CHARAMPORN JOTIKASTHIRA: The SET is continuously trying to create new types of fundraising and investment vehicles, which benefit securities issuers and investors. Infrastructure funds and REITs are the two latest additions to the Thai capital markets. Those raising funds can benefit from having access to capital at a low cost and flexibility in terms of structure of securities. By adding infrastructure funds and REITs to their portfolios, investors will be able to profit from more stable revenue streams over a longer term compared to common shares. Rules and regulations have been put in place to support the listing of these vehicles, while the government has provided incentives to encourage their listing, including exemption from dividend tax on infrastructure funds.
Through infrastructure funds, the SET is gearing to support government development projects expected to see investments totalling $70bn in the next seven years. The first fund brought to market was the Bangkok Mass Transit System’s Mass Rail Transit Growth Infrastructure Fund. It is the largest initial public offering (IPO) on the SET to date, raising $2.1bn from local and international investors. The IPO was oversubscribed and saw an 11% price increase on its first trading day. Many developers have shown interest via REIT instruments, with the first REIT listings taking place in late 2013.
What kinds of incentives can encourage IPOs that will emerge as liquid stocks in 2014? How is legislation being tailored in this regard?
CHARAMPORN: Since 2012 the SET has been working closely with the Thai Securities and Exchange Commission (SEC) to amend rules that will facilitate new listings on the market. The holding company listing rule has been introduced to help Thai companies that have a major investment focus abroad, particularly in the Greater Mekong Subregion (GMS), and that need additional capital to expand their business in the region.
Companies with a market capitalisation higher than BT5bn ($163m) were permitted to list in 2013, subject to approval of the SEC. This allows firms with good profitability prospects to list on the SET. Indicators for the Thai capital market were also strong. Liquidity measured by value traded were the highest in ASEAN, including Singapore, which is the regional financial centre.
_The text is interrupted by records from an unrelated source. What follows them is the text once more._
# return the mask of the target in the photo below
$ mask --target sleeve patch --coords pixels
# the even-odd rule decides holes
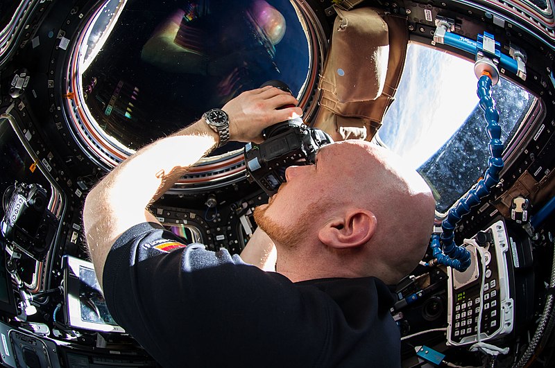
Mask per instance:
[[[151,244],[148,244],[146,246],[146,247],[156,249],[158,250],[161,250],[162,252],[165,252],[166,253],[169,253],[172,250],[176,250],[177,249],[187,247],[187,245],[181,243],[178,243],[174,240],[157,240]]]

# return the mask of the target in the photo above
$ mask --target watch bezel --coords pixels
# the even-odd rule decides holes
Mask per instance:
[[[223,120],[222,121],[216,121],[216,120],[213,120],[212,119],[212,117],[210,116],[210,115],[212,114],[214,114],[214,113],[223,114],[223,116],[225,116],[225,120]],[[229,124],[229,116],[228,115],[227,112],[225,112],[225,111],[223,111],[221,109],[212,109],[211,110],[209,110],[209,111],[206,112],[205,113],[205,119],[206,119],[206,122],[209,125],[212,125],[213,127],[215,127],[215,128],[221,128],[221,127],[224,127],[226,125]]]

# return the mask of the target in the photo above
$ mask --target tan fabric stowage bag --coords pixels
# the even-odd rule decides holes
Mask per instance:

The SET index performed remarkably well over the past few years, with a high growth rate of 52% since the start of 2012. These strong fundamentals have attracted IPOs to the market, and as of the second quarter of 2013, there were 36 upcoming IPOs in the pipeline.
How will a South-east Asian trading platform boost commercialisation and retail investment?
CHARAMPORN: ASEAN exchanges are working together to promote the region as an asset class to boost trading across all ASEAN exchanges. We are developing new ASEAN indices and index-based products. The exchanges are working closely with the Financial Times Stock Exchange (FTSE) to develop indices that will cover all seven ASEAN exchanges’ stocks, rather than just the current five. We expect to launch a broad-based index and the ASEAN Star index in 2014. We are also considering issuing products based on these indices.
Developing post-trade links to reduce costs will help all ASEAN market participants and reduce transaction costs. Finally, we are considering network expansions to target and cater to institutional investors who have not invested in the ASEAN region previously.
To boost retail investment we must educate local brokers and have them be key participants in this initiative. We also plan to increase investors’ awareness of foreign securities through various media and road shows. Investors can access the list of ASEAN Star securities and research foreign securities through the ASEAN Exchange’s website and disseminate information including stocks, brokerage firms and individual exchanges.
Social media will also help spread awareness about the regional trading platform and opportunities therein.